In terms of wireless connections, that’s a whole different thing. Assuming that my machine is completely up to date and I’ve marked the network as “public” (on a Win7 machine), I assume I’m fairly safe to use and surf. But what about sites that ask for login information? Is that a Very Bad Thing to do while travelling? Given that I travel a fair amount, is there any way around it? How do business people function on the road if they can’t log in anywhere?

6

You hear of numerous cases every year where the end computer or end local network is compromised. (Here we`ll also include your neighbourhood in cable-TV internet systems).

I cannot think of a case of hackers intercepting long-distance internet traffic for fun and profit.

HTTPS provides an additional security - while there have been 2 recent cases of certificate compromise (Flame virus and a Dutch(É) signing authority) in general, the certificates used in commercial HTTPS traffic are fairly robust.

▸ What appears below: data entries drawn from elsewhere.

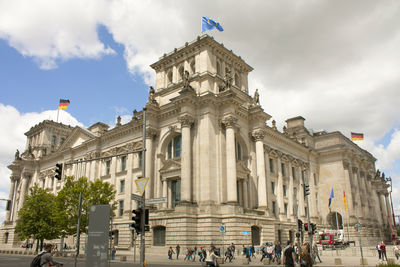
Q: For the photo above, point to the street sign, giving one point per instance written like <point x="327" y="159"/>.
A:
<point x="156" y="200"/>
<point x="136" y="197"/>
<point x="141" y="184"/>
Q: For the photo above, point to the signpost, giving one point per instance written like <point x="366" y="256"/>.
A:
<point x="156" y="200"/>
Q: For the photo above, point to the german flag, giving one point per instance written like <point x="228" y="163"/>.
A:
<point x="357" y="136"/>
<point x="63" y="104"/>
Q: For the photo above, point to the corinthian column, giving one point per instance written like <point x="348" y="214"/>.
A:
<point x="258" y="136"/>
<point x="11" y="197"/>
<point x="186" y="159"/>
<point x="22" y="193"/>
<point x="150" y="134"/>
<point x="229" y="123"/>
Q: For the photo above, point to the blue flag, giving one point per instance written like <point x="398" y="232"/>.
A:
<point x="330" y="197"/>
<point x="208" y="24"/>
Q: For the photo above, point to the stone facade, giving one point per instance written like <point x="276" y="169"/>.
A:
<point x="212" y="154"/>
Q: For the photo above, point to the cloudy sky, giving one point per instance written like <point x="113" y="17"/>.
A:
<point x="336" y="63"/>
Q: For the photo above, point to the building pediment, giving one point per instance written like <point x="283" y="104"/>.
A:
<point x="77" y="137"/>
<point x="171" y="168"/>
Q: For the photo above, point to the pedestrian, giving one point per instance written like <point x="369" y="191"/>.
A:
<point x="383" y="251"/>
<point x="289" y="257"/>
<point x="305" y="257"/>
<point x="45" y="257"/>
<point x="378" y="248"/>
<point x="178" y="250"/>
<point x="396" y="251"/>
<point x="278" y="252"/>
<point x="170" y="252"/>
<point x="211" y="258"/>
<point x="113" y="252"/>
<point x="316" y="254"/>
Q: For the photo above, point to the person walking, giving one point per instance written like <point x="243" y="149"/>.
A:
<point x="178" y="250"/>
<point x="316" y="254"/>
<point x="383" y="251"/>
<point x="289" y="257"/>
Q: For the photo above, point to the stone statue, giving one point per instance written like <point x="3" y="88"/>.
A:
<point x="185" y="79"/>
<point x="152" y="98"/>
<point x="256" y="98"/>
<point x="228" y="79"/>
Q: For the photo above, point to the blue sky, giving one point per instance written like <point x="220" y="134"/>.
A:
<point x="333" y="62"/>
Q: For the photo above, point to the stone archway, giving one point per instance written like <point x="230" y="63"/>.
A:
<point x="335" y="219"/>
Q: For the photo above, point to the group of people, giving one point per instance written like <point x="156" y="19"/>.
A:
<point x="289" y="255"/>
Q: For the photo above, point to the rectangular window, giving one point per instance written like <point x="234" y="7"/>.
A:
<point x="108" y="166"/>
<point x="274" y="208"/>
<point x="122" y="186"/>
<point x="123" y="163"/>
<point x="283" y="169"/>
<point x="175" y="192"/>
<point x="140" y="159"/>
<point x="121" y="208"/>
<point x="177" y="146"/>
<point x="271" y="165"/>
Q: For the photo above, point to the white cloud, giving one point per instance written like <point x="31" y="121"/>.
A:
<point x="14" y="125"/>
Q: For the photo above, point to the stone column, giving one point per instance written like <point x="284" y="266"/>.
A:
<point x="150" y="134"/>
<point x="245" y="195"/>
<point x="258" y="136"/>
<point x="388" y="209"/>
<point x="186" y="159"/>
<point x="290" y="192"/>
<point x="279" y="191"/>
<point x="25" y="178"/>
<point x="229" y="123"/>
<point x="383" y="208"/>
<point x="11" y="197"/>
<point x="300" y="190"/>
<point x="165" y="193"/>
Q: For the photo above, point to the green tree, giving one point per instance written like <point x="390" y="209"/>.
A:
<point x="93" y="193"/>
<point x="38" y="216"/>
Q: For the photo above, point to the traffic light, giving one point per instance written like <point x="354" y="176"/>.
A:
<point x="306" y="190"/>
<point x="313" y="228"/>
<point x="299" y="224"/>
<point x="58" y="174"/>
<point x="136" y="218"/>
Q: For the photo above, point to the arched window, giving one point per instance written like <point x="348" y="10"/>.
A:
<point x="174" y="147"/>
<point x="193" y="67"/>
<point x="219" y="70"/>
<point x="181" y="70"/>
<point x="237" y="80"/>
<point x="169" y="77"/>
<point x="255" y="235"/>
<point x="159" y="236"/>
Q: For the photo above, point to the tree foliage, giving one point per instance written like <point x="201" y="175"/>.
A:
<point x="37" y="217"/>
<point x="93" y="193"/>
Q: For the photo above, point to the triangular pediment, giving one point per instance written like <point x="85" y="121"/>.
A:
<point x="77" y="137"/>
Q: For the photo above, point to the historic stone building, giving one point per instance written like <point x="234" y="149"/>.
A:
<point x="212" y="154"/>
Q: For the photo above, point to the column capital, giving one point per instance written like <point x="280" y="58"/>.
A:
<point x="151" y="133"/>
<point x="258" y="134"/>
<point x="229" y="121"/>
<point x="186" y="120"/>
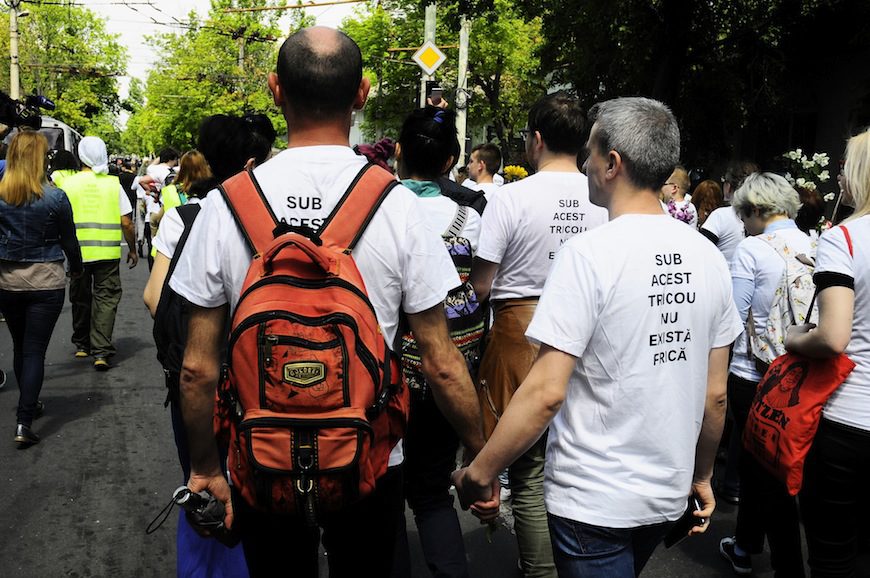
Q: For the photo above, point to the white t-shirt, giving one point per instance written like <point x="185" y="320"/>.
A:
<point x="850" y="404"/>
<point x="525" y="224"/>
<point x="727" y="226"/>
<point x="159" y="171"/>
<point x="402" y="262"/>
<point x="640" y="301"/>
<point x="171" y="229"/>
<point x="124" y="202"/>
<point x="440" y="212"/>
<point x="486" y="188"/>
<point x="756" y="261"/>
<point x="404" y="265"/>
<point x="688" y="209"/>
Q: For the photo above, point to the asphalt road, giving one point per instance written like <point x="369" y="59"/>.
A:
<point x="77" y="504"/>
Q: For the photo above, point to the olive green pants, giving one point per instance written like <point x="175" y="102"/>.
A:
<point x="94" y="297"/>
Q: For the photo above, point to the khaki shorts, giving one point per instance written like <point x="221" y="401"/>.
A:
<point x="507" y="359"/>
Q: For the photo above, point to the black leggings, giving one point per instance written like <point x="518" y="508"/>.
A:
<point x="835" y="500"/>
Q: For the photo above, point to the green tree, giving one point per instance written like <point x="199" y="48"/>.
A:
<point x="66" y="54"/>
<point x="218" y="66"/>
<point x="504" y="72"/>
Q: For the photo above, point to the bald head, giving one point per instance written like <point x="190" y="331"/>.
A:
<point x="319" y="70"/>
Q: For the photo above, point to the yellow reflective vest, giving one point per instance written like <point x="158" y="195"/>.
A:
<point x="58" y="177"/>
<point x="97" y="214"/>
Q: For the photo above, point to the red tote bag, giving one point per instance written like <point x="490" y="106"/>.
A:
<point x="787" y="407"/>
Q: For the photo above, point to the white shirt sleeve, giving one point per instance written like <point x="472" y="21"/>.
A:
<point x="199" y="274"/>
<point x="743" y="265"/>
<point x="124" y="201"/>
<point x="495" y="230"/>
<point x="428" y="273"/>
<point x="567" y="312"/>
<point x="832" y="255"/>
<point x="728" y="325"/>
<point x="169" y="233"/>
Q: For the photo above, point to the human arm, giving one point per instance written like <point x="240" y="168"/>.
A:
<point x="482" y="275"/>
<point x="69" y="242"/>
<point x="835" y="283"/>
<point x="447" y="375"/>
<point x="711" y="432"/>
<point x="532" y="408"/>
<point x="154" y="287"/>
<point x="200" y="372"/>
<point x="130" y="238"/>
<point x="834" y="330"/>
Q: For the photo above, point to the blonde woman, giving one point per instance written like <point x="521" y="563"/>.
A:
<point x="835" y="477"/>
<point x="36" y="231"/>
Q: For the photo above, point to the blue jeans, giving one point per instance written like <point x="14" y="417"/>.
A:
<point x="587" y="551"/>
<point x="31" y="317"/>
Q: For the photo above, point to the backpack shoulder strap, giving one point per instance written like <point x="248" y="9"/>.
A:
<point x="347" y="222"/>
<point x="188" y="214"/>
<point x="848" y="239"/>
<point x="250" y="209"/>
<point x="455" y="228"/>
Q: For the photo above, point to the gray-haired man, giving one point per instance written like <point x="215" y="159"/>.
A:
<point x="634" y="324"/>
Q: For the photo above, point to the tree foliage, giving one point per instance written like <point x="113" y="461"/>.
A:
<point x="734" y="71"/>
<point x="504" y="75"/>
<point x="66" y="54"/>
<point x="219" y="66"/>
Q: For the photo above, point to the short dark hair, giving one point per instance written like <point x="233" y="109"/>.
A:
<point x="737" y="171"/>
<point x="317" y="83"/>
<point x="560" y="120"/>
<point x="227" y="142"/>
<point x="490" y="155"/>
<point x="168" y="154"/>
<point x="428" y="140"/>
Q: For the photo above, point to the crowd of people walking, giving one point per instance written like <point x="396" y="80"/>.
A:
<point x="579" y="338"/>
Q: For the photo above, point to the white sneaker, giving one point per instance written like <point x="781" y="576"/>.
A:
<point x="504" y="494"/>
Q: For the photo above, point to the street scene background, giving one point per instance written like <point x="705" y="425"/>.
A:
<point x="77" y="504"/>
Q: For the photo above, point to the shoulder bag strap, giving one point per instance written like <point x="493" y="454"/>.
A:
<point x="455" y="228"/>
<point x="848" y="239"/>
<point x="347" y="222"/>
<point x="188" y="214"/>
<point x="250" y="209"/>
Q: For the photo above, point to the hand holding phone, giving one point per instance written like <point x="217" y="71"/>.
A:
<point x="682" y="527"/>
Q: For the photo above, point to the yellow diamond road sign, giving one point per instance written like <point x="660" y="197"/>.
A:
<point x="429" y="57"/>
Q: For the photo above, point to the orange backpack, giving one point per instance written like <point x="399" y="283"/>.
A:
<point x="311" y="399"/>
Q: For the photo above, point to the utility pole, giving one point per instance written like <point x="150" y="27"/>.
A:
<point x="428" y="35"/>
<point x="462" y="87"/>
<point x="14" y="85"/>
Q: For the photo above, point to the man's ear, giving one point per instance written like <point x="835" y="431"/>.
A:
<point x="614" y="164"/>
<point x="447" y="165"/>
<point x="275" y="89"/>
<point x="362" y="93"/>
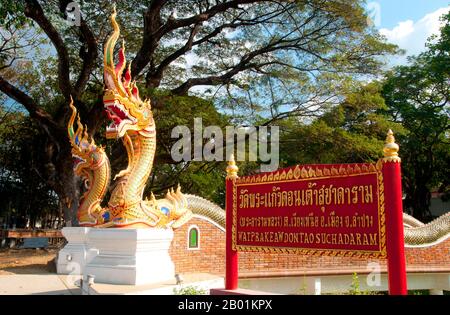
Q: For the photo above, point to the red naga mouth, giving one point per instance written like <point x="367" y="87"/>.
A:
<point x="77" y="160"/>
<point x="119" y="117"/>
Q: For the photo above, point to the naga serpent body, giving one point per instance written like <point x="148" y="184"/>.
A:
<point x="132" y="122"/>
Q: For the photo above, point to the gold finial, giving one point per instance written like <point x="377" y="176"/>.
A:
<point x="232" y="169"/>
<point x="391" y="148"/>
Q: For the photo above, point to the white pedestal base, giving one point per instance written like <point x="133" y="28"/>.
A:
<point x="119" y="256"/>
<point x="74" y="256"/>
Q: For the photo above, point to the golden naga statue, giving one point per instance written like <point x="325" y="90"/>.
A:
<point x="132" y="121"/>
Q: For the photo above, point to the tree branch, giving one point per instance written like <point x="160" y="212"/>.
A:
<point x="154" y="30"/>
<point x="33" y="109"/>
<point x="34" y="11"/>
<point x="153" y="78"/>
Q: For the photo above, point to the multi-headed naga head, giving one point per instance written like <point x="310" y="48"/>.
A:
<point x="87" y="155"/>
<point x="121" y="99"/>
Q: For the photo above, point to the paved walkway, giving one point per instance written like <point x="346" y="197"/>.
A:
<point x="41" y="284"/>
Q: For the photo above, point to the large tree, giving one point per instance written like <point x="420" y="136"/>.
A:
<point x="261" y="59"/>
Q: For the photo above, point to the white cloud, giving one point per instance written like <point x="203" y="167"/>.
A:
<point x="412" y="36"/>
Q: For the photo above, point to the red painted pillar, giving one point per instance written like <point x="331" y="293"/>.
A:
<point x="395" y="242"/>
<point x="231" y="260"/>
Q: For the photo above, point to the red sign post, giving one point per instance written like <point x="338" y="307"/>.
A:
<point x="334" y="210"/>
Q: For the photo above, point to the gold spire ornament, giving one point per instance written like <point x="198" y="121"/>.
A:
<point x="232" y="168"/>
<point x="390" y="149"/>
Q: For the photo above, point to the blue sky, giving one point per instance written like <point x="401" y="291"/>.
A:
<point x="407" y="23"/>
<point x="394" y="11"/>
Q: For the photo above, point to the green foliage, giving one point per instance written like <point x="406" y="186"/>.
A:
<point x="417" y="96"/>
<point x="189" y="290"/>
<point x="23" y="193"/>
<point x="352" y="132"/>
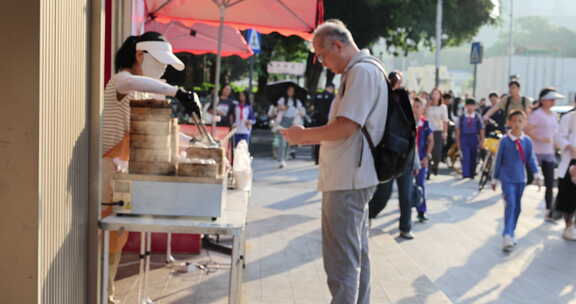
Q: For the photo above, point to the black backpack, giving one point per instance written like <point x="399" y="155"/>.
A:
<point x="395" y="152"/>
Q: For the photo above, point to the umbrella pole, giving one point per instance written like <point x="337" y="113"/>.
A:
<point x="222" y="9"/>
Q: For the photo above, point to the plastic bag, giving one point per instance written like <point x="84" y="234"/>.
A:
<point x="242" y="167"/>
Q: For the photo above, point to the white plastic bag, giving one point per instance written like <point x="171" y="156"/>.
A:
<point x="242" y="167"/>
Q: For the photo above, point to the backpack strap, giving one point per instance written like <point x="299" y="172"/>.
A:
<point x="508" y="98"/>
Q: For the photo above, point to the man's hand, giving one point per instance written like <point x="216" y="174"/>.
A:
<point x="572" y="171"/>
<point x="294" y="135"/>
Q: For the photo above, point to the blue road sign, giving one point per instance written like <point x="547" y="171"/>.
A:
<point x="476" y="53"/>
<point x="254" y="40"/>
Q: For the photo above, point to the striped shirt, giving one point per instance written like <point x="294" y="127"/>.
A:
<point x="115" y="115"/>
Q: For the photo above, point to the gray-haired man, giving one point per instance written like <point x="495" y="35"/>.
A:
<point x="347" y="174"/>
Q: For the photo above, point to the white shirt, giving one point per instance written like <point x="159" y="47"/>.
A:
<point x="348" y="164"/>
<point x="437" y="116"/>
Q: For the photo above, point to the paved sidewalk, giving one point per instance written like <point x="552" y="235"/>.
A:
<point x="455" y="257"/>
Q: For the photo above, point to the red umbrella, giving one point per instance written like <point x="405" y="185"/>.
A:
<point x="294" y="17"/>
<point x="201" y="38"/>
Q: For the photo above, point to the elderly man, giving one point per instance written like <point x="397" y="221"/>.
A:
<point x="347" y="175"/>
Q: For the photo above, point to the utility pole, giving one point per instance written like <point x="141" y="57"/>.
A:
<point x="438" y="40"/>
<point x="510" y="41"/>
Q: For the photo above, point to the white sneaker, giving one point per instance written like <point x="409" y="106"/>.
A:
<point x="507" y="243"/>
<point x="569" y="234"/>
<point x="549" y="219"/>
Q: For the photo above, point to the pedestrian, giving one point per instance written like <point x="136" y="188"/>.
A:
<point x="139" y="63"/>
<point x="322" y="103"/>
<point x="469" y="138"/>
<point x="448" y="101"/>
<point x="424" y="144"/>
<point x="514" y="157"/>
<point x="482" y="105"/>
<point x="290" y="112"/>
<point x="565" y="200"/>
<point x="437" y="115"/>
<point x="404" y="183"/>
<point x="244" y="118"/>
<point x="542" y="127"/>
<point x="510" y="103"/>
<point x="347" y="176"/>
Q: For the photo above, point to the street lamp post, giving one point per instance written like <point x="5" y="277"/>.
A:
<point x="438" y="40"/>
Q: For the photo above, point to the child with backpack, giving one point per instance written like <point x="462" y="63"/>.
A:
<point x="469" y="138"/>
<point x="424" y="146"/>
<point x="515" y="156"/>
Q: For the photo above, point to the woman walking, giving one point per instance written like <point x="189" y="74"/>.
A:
<point x="542" y="126"/>
<point x="565" y="202"/>
<point x="139" y="63"/>
<point x="290" y="111"/>
<point x="437" y="115"/>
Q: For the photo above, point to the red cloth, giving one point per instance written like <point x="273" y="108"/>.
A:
<point x="520" y="150"/>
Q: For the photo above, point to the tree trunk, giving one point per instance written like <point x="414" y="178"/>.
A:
<point x="265" y="56"/>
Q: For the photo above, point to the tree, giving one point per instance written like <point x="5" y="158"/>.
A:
<point x="536" y="35"/>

They are encrypted with the name of the site. If you go to HTTPS://www.paypal.com, the certificate says that is the name. It is almost impossible for the average hacker to fake that certificate - it is encrypted by only a few rootsigners. If you go to a fake HTTPS site, or one that has not paid for a commercially signed certificate you will get that famous certificate error. I can tolerate that connecting to my work, but if I get that from paypal or the bank, it should set off alarm bells.

7

People can sniff your traffic and decode it. Again, the proper login should happen on a secure site, or at least your password should be encrypted over the wire. SO if a hacker is super determined to target you and pour his resources into it, he might eventually figure out your passwords.

Using your password on a public machine is not a good idea.